Ante el demente, el malformado grave, o el vegetativo persistente, el médico,
perdido el máximo respeto por la vida, razona así en su corazón: «Es horrible
vivir en esas condiciones de precariedad biológica o psíquica. Nadie, en su
razón cabal, querría vivir así. La muerte es preferible a esa vida empobrecida.

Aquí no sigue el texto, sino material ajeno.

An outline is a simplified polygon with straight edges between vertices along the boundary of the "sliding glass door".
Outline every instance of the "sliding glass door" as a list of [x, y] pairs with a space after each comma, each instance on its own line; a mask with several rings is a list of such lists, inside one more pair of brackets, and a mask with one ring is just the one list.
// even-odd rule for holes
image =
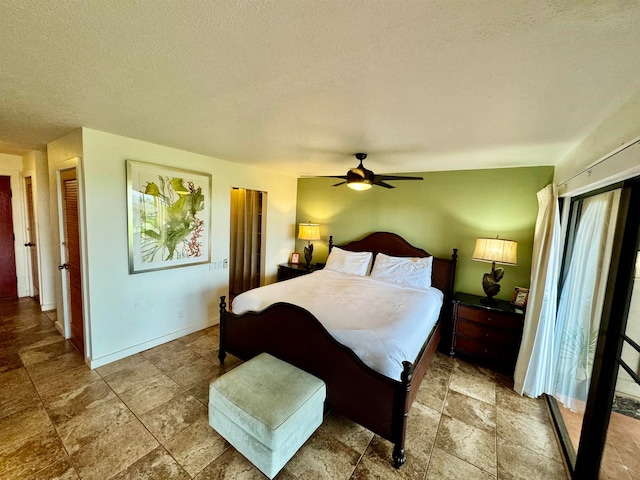
[[632, 302], [639, 205], [640, 183], [632, 180], [570, 206], [549, 405], [576, 479], [640, 478], [628, 465], [640, 459], [640, 429], [632, 435], [635, 419], [619, 418], [624, 408], [616, 406], [640, 400], [640, 310]]

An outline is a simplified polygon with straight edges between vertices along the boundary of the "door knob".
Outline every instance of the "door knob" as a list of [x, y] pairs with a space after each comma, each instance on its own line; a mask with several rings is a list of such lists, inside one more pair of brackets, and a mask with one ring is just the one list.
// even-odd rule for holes
[[63, 263], [62, 265], [58, 265], [58, 270], [67, 270], [69, 268], [69, 265], [66, 263]]
[[29, 243], [25, 243], [25, 244], [24, 244], [24, 246], [25, 246], [25, 247], [35, 247], [35, 246], [36, 246], [36, 244], [35, 244], [35, 243], [31, 243], [31, 242], [29, 242]]

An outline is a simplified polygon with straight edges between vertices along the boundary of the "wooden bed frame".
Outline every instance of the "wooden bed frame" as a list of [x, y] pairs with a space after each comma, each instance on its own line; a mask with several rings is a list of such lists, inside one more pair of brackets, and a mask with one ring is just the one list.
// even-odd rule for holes
[[[387, 232], [372, 233], [340, 248], [397, 257], [430, 256]], [[334, 340], [310, 312], [289, 303], [235, 315], [227, 311], [225, 297], [220, 297], [218, 358], [224, 363], [227, 352], [242, 360], [268, 352], [321, 378], [327, 385], [329, 408], [392, 442], [394, 465], [400, 468], [405, 462], [409, 409], [440, 341], [442, 324], [451, 318], [456, 260], [457, 249], [450, 259], [433, 258], [431, 282], [444, 293], [440, 318], [415, 361], [403, 362], [401, 380], [365, 365], [352, 350]]]

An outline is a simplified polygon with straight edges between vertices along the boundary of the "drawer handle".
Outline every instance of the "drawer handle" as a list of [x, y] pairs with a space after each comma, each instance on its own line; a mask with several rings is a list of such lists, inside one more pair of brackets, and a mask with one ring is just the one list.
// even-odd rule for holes
[[487, 322], [493, 322], [493, 318], [487, 317]]
[[485, 334], [484, 334], [484, 336], [485, 336], [485, 337], [488, 337], [488, 336], [489, 336], [489, 334], [488, 334], [488, 333], [485, 333]]
[[487, 350], [486, 348], [484, 349], [484, 353], [489, 353], [489, 350]]

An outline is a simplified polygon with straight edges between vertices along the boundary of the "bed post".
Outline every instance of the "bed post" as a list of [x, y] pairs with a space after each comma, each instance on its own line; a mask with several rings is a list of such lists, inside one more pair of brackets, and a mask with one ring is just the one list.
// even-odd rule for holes
[[227, 352], [225, 352], [224, 345], [224, 327], [225, 327], [225, 316], [227, 313], [227, 304], [224, 301], [225, 296], [220, 297], [220, 346], [218, 348], [218, 358], [220, 359], [220, 364], [224, 365], [224, 359], [227, 357]]
[[333, 235], [329, 235], [329, 253], [333, 249]]
[[[411, 377], [413, 370], [413, 364], [411, 362], [407, 362], [406, 360], [402, 362], [402, 374], [400, 375], [400, 380], [402, 381], [402, 386], [400, 387], [401, 395], [398, 401], [396, 411], [397, 417], [396, 419], [400, 420], [399, 430], [400, 436], [399, 440], [393, 446], [393, 466], [396, 468], [400, 468], [404, 465], [404, 462], [407, 460], [407, 457], [404, 453], [404, 439], [407, 436], [407, 420], [409, 419], [409, 391], [411, 390]], [[400, 411], [400, 409], [402, 409]]]

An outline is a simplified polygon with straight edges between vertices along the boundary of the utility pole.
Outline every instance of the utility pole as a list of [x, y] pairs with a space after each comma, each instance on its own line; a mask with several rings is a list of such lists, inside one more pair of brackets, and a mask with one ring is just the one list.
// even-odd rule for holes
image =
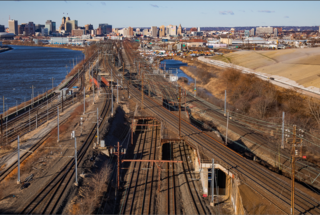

Yo, en su caso, exigiría que me dieran la muerte dulce». El médico adquiere así
un poder discrecional sobre la vida y la muerte de los incapaces.
Pero eso no
es todo: el médico que tiene la eutanasia por acto virtuoso terminará por
juzgar que hay pacientes cuyo deseo de seguir viviendo es irracional y
caprichoso, pues considera que la vida que ellos tienen por delante es
biológicamente detestable, una carga social intolerable, un despilfarro
económico. Su argumento dice así: «El deseo de vivir de algunos pacientes es un
antojo irracional, un lujo económico, una carga para los demás, un abuso
injusto, egoísta, insolidario. Satisfacer ese deseo meramente vitalista de
seguir viviendo, porque así lo demandan los enfermos o quienes los representan,
es, además de una injusticia, un consumo irracional de recursos, económicos y
humanos. Ese dinero y ese esfuerzo laboral podrían ser invertidos en cosas más
beneficiosas e interesantes».
No es ésta,
por desgracia, una situación imaginaria: los médicos generales holandeses
declaran que el 10% de los actos de eutanasia que ellos practican se dan en
pacientes conscientes y capaces de decidir, pero a los que, por razones
paternalistas, no se les consulta acerca de la eutanasia que se les aplica.
Un veneno
en el alma
A muchos
parecen duras las palabras del Santo Padre en Evangelium vitae 66, cuando
califica de homicidas a los que, arbitraria e injustamente, usurpan a Dios el
poder de decidir sobre la vida y la muerte de los enfermos. El Papa los acusa
de dejarse dominar por una lógica de necedad y egoísmo.
Esas palabras
del Santo Padre, como toda la encíclica, son, bajo su dura apariencia, una
cordial y compasiva llamada al buen sentido moral y a la rectificación.
Deben
servirnos a todos, en primer lugar, para guardarnos de dialogar con la
tentación de la eutanasia y de la ayuda médica al suicidio, para hacernos
conscientes de que dar un paso en esa dirección es ir al derrumbadero,
introducir en el alma un falso celo, compasivamente destructor o cínicamente
utilitarista.
Si el médico
sucumbe a la tentación de la eutanasia y no da marcha atrás, será muy difícil
que deje de matar. Porque si es éticamente congruente consigo mismo, y cree que
está haciendo algo bueno, se verá obligado, movido por los restos de justicia y
beneficencia que quedan en su alma, a aplicar la eutanasia a casos cada vez
menos dramáticos, a vidas a las que considera, ahora o un poco más adelante,
carentes de la necesaria calidad.
Sólo en el
respeto absoluto es posible concluir que todas las vidas humanas son dignas,
que ninguna es dispensable o indigna de ser vivida. El médico respetuoso evalúa
con lucidez humilde y realista la limitada eficacia de los medios técnicos de
que dispone, reconoce su finitud, y se abstiene de emplearlos fútilmente, con obstinación
y sin juicio. Y porque cree en el valor inestimable de la vida terminal, de la
mera vida vegetativa del hombre, la atiende con los cuidados paliativos.
El respeto
absoluto a la vida es un valor fundamental. Aun el médico más integro y recto
necesita protegerse contra los excesos de sus virtudes.
La eutanasia
hiere a la medicina también como empresa científica. Si los médicos trabajaran
en un ambiente en el que se supieran impunes tanto si tratan como si matan a
ciertos pacientes, se irían volviendo indiferentes hacia determinados tipos de
enfermedad y se mustiaría la investigación en vastas áreas de la patología: no
habría entonces razones para indagar en los mecanismos patogénicos de la
senilidad, de la degeneración cerebral, de la enfermedad terminal cancerosa, de
las malformaciones bioquímicas o morfológicas. La eutanasia frena el progreso
de la medicina.
La obligación
de respetar y de cuidar de todos los seres humanos, de no atentar contra la
vida de ninguno de ellos, es parte del carisma profesional del médico, una
fuerza moral maravillosa e inspiradora de caridad y de ciencia. Los médicos
debemos un agradecimiento muy sincero y profundo al Santo Padre por reiterar
con toda firmeza la prohibición absoluta de la eutanasia.